Por: Pedro René Almonte Mejía

En ocasiones, tiendo a confundir las funciones de ciertas instituciones en la República Dominicana; puede ser por mi ignorancia o porque ciertamente esta confusión es un hecho, provocado o no. Por ejemplo : No sé dónde termina la función de la Oficina Técnica del Transporte Terrestre (OTTT) ; no sé dónde comienza la función de la Dirección General de tránsito terrestre(DGTT) ; no sé dónde comienza la función de la Autoridad Metropolitana del Transporte(AMET) ; no sé dónde termina la función de la Oficina para el Reordenamiento del Transporte (OPRET) ; tampoco sé dónde comienza la función del Fondo de Desarrollo del Transporte Terrestre (FONDET) ; en el caso de este último, no sé ni siquiera cuál es su función , pero más que las funciones de las antes mencionadas instituciones , lo que me inquieta es el objetivo de todas ellas : “Hacer del transporte una actividad menos traumática para cada ciudadano”, pero cuando salgo a las calles de Santo Domingo la palabra “trauma” es minúscula para lo que uno pasa en las calles , y qué decir de la seguridad que las caracteriza (a las calles) , que cuando veo dos en una motocicleta, los nervios me invaden .

Igualmente, y siguiendo con mis confusiones, me confunden las funciones del Ministerio de Obras Publicas cuando veo a ese ministerio fumigando o regalando botiquines en los peajes, tal vez sea por mi ignorancia o porque esas funciones son del Ministerio de Salud Pública, y si me venden la idea de la solidaridad entre instituciones en pos del bien común, la compro pero, las funciones de cada quien me siguen dejando confundido.

La confusión pica, se extiende y llega a la función de los partidos políticos. Entendiendo que un partido político es una organización estable y permanente, que se basa en una “ideología” y un programa de gobierno para definir ciertos objetivos y que busca alcanzar dichos objetivos con el ejercicio del poder político.
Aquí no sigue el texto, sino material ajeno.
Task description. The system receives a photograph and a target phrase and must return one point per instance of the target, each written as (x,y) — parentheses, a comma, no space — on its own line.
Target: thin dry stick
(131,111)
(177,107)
Según su “ideología”, los partidos políticos pueden ser de izquierda o derecha, lo que me confunde es, que partidos que dijeron ser de “izquierda” parecen haber quedado mancos y en la toma del poder escribieron sólo con la derecha. Según el politólogo y sociólogo francés Maurice Duverger, los partidos políticos se pueden diferenciar, entre: partidos de cuadros y partidos de masas; aquí mi confusión se acentúa, porque no sé dónde quedaron los cuadros en los partidos,  ni dónde quedaron las masas, porque aunque algunos (partidos) están bien “gorditos” no veo que las élites defiendan los intereses de las “masas”.

En otro orden, quiero exhortar a los jóvenes de los partidos políticos y a los aspirantes a serlo, a no dejarse confundir,  a que hagan hasta lo imposible para prepararse mejor en lo académico y no menos importante preparase para ser personas más sensibles, más comprometidas con el bienestar público, más solidarios, dejar atrás “el padrinismo” y la pleitesía a las élites, cual si fueran dioses del Olimpo, difíciles de alcanzar, de ver y tocar. El Estado es de todos y ya quedó demostrado que romperse la espalda en campaña no es mérito para obtener el deseado cargo público, más bien si estás preparado y tienes un poco de “suerte” tal vez te sorprenden con un decreto, aunque te hayas mofado y burlado de quien lo firma.